Dow Rolling Contract
Although the Dow made a new all-time intra-day high at 41533 on Friday the market fell 140 points from this high into the close and is now back below its September all-time high print. This move higher saw the whole of my sell range triggered for a now 41280 average short position. I am never comfortable in being short the Dow as every dip since October 2022 has been aggressively bought. We have a rare occurrence in that the September 1929 Calendar and September 2024 Calendar are the same. If the topping sequence is the same for this September as it was back in 1929, then the Dow should top between September 16 and September 20. In 1929 the Dow fell 17% from its September high until October 4, which was Rosh Hashanah.
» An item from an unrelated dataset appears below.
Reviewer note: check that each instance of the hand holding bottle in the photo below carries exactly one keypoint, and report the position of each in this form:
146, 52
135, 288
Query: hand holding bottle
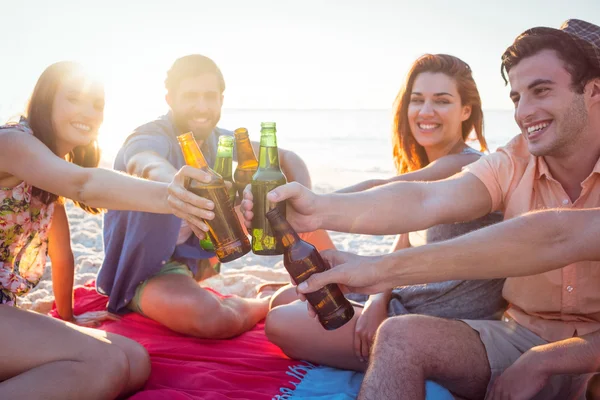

The Index then rallied until Friday October 11. Yom Kippur was on Monday October 14, 1929. After that stocks crashed. We will soon see how long the parallels remain. However, Ms Yelln will no doubt have something to say about this if markets do crash – which in my opinion is long overdue. I will leave my 41605 ‘’Closing Stop’’ unchanged while raising my T/P level to 41220. If any of the above levels are hit, I will be back with a new update for my Platinum Members.
Cash NASDAQ 100
The NDX rallied over 1000 points last week. This latest recovery move saw the NDX hit my sell range for a now 19440 short position. I am still short, and I will add to this trade on any further move higher to 19600 while leaving my 19705 ‘’Closing Stop’’ unchanged. I will now raise my T/P level to 19340. If any of the above levels are hit, I will be back with a new update for my Platinum Members.
December BUND
Despite the ECB cutting rates as expected last Thursday, the Bund continue to trade in narrow ranges. Given how low the Bund Yield is I find it very hard to be a buyer while just like all asset classes it is extremely difficult to be short. As I detailed at length in my S&P commentary above in my opinion all the good news is priced into these markets with no room for error. I cannot see inflation having a sustained move below 2% and I think the new base case for Interest Rates will be 3% and not the 1% or zero rates that we have enjoyed for most of the past 15 years. The Bund has resistance from 135.60/136.30 where I will be a small seller with a lower 137.05 ‘’Closing Stop’’. Meanwhile, my only interest in buying the Bund is still on a move lower to 133.20/133.90 with the same 132.65 ‘’Closing Stop’’.
Gold Rolling Contract
Wow. Gold has surged over $70 since my last Daily Commentary. This move higher saw the precious metal close at a new all-time high at a price of $2578. Gold is now severely extended to the upside. It is very rare that I will attempt a short position in Gold but the market is so extended short-term I will use any further rally to 2610/2630 to be a small seller with a 2649 ‘’Closing Stop’’. If I am taken short, I will have a T/P level at 2588.
Silver Rolling Contract
Silver has now rallied over 10% since missing my 28.00 buy level on Wednesday and I am still flat. I still long in my pension and this is one position I have no interest in exiting. Remember Silver was trading above $51 back in 2011 so the upside potential from here in Silver is huge. I will now raise my buy level to 29.10/30.00 with a higher 27.95 ‘’Closing Stop’’.